Friday 17 August 2018

Book Review: The Book of the Unnamed Midwife by Meg Elison: Marginally less bleak than The Road

Perhaps it's not surprising that a book set during and after an apocalypse is bleak, and this is less bleak than Cormac McCarthy's The Road, but in many ways it's still a book that I'm not sure the word 'enjoy' attaches to.




A sudden, rampant plague starts to kill people in massive numbers. Women seem even more effected than men, perhaps only a tenth as many surviving, and not a single child survives birth.




A maternity nurse recovers from the fever, waking in her apartment to witness that the ravages she had been trying to treat - or ameliorate - have left devastation. Her first encounter with another human being is an attempted rape, and she quickly decides to disguise herself as a man for safety.




Her travels to eventual safety are fraught and disturbing. ( This is not a spoiler, by the way; the novel is prefaced with a future monastery-like scene where a woman leads some boys in making copies of the Book of the Unnamed Midwife, so we know there is some sort of continuation ).




One thing that gave me pause - not while I was reading it, as the writing is of such a high quality that it wasn't until I paused that questions came - is that in the first part of the book her encounters with men portray them almost exclusively as wanting to rape and and own and control the few remaining women in the most horrific ways. I don't think the evidence of how the vast majority of people behave after disasters maps onto this (although this is of a scale unseen; I know complete devastation has happened more locally and would be interested to see if there is a difference) but then I began to see this as much of a metaphor for toxic masculinity as anything else. If this were written by a man it would probably come across as some awful rape fantasy like those appalling Gor books.
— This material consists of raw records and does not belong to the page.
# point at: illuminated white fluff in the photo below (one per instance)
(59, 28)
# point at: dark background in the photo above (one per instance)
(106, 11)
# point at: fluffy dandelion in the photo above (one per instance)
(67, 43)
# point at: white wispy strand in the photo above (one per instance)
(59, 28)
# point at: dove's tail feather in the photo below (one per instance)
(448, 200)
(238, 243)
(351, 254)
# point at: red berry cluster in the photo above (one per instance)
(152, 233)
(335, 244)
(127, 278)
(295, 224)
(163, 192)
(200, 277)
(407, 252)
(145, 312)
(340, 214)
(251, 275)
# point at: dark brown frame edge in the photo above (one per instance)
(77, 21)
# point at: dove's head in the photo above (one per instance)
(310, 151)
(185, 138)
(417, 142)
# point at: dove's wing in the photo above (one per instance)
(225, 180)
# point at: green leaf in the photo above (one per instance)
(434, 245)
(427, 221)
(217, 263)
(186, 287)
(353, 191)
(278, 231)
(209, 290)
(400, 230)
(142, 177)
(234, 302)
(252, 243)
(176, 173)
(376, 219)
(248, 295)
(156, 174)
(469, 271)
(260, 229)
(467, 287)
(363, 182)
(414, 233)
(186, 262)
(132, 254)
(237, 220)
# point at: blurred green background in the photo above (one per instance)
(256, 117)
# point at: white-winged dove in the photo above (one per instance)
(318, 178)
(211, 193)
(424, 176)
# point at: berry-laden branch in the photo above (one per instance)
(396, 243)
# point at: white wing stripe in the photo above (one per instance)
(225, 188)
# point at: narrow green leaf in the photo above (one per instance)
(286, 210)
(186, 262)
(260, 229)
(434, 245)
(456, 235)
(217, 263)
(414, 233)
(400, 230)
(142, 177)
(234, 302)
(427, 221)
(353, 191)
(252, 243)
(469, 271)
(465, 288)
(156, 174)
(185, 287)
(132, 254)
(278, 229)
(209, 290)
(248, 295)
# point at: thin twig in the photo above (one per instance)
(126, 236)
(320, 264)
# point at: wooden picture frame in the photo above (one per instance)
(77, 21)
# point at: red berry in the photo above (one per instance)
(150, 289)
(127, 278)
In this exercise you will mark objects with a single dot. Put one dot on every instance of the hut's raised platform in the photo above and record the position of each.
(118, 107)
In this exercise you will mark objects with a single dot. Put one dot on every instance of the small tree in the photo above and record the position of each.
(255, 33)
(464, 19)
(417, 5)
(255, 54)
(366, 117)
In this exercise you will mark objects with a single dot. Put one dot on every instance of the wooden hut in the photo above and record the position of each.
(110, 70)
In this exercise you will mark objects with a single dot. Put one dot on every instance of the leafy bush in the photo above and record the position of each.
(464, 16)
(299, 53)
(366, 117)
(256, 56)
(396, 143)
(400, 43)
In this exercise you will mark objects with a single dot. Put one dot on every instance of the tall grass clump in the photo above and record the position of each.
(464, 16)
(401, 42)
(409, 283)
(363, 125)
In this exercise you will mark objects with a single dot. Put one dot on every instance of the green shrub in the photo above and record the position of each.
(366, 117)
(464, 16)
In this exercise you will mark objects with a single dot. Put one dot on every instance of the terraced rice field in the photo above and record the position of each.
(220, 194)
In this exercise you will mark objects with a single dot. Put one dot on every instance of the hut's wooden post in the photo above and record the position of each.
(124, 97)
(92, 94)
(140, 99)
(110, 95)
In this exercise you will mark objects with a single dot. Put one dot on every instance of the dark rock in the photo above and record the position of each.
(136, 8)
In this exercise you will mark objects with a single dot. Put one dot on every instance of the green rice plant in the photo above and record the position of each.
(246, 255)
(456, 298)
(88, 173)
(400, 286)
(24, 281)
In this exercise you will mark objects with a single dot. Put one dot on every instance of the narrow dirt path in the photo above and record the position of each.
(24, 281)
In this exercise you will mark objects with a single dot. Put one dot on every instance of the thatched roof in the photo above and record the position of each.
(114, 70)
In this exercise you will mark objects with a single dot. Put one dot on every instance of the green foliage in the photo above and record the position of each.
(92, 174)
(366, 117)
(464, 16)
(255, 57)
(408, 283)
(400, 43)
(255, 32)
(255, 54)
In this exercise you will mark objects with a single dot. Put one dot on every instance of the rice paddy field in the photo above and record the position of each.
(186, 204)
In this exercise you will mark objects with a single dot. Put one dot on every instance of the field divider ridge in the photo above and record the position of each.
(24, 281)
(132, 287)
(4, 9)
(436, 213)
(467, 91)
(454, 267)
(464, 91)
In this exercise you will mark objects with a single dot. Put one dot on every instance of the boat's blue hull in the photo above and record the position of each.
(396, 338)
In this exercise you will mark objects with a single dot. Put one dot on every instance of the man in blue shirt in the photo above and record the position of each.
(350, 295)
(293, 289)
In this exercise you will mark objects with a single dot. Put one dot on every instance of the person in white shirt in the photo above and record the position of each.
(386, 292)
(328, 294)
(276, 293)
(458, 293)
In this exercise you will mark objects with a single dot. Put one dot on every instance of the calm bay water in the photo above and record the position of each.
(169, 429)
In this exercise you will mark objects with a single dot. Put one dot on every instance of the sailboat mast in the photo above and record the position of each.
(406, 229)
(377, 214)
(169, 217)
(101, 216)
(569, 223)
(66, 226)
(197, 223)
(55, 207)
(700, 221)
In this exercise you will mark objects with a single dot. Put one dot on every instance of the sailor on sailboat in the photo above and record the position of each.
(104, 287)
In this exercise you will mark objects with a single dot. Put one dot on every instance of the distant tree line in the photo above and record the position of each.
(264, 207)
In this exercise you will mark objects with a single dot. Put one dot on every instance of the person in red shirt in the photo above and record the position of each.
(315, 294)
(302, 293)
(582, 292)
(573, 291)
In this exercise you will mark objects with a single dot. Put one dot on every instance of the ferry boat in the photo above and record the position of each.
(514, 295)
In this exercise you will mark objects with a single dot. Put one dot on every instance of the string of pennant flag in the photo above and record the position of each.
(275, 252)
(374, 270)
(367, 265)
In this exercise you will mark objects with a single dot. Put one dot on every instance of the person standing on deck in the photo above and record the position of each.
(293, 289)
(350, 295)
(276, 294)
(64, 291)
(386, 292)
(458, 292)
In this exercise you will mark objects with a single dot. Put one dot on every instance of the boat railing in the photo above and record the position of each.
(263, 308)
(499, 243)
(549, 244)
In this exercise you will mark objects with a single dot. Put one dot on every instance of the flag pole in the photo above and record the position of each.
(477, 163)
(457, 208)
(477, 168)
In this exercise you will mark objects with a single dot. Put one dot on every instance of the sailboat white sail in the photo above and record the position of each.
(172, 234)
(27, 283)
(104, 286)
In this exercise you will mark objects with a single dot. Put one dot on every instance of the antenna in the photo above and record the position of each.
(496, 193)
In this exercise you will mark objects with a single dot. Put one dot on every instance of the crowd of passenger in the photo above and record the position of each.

As the story progresses we get asides, mentioning what happens to some of the people the wanderer ( she chooses different names constantly, and I do like how Elison then sticks to that name while it is in use ) or just to mention what is happening in other parts of the world - all of which tend to be at least as bleak as the main narrative.




Well worth reading - but, of course, bear in mind the sexual violence warning, and general timbre - but I think I'm genuinely looking to the next volume. I'm hoping this will be less bleak.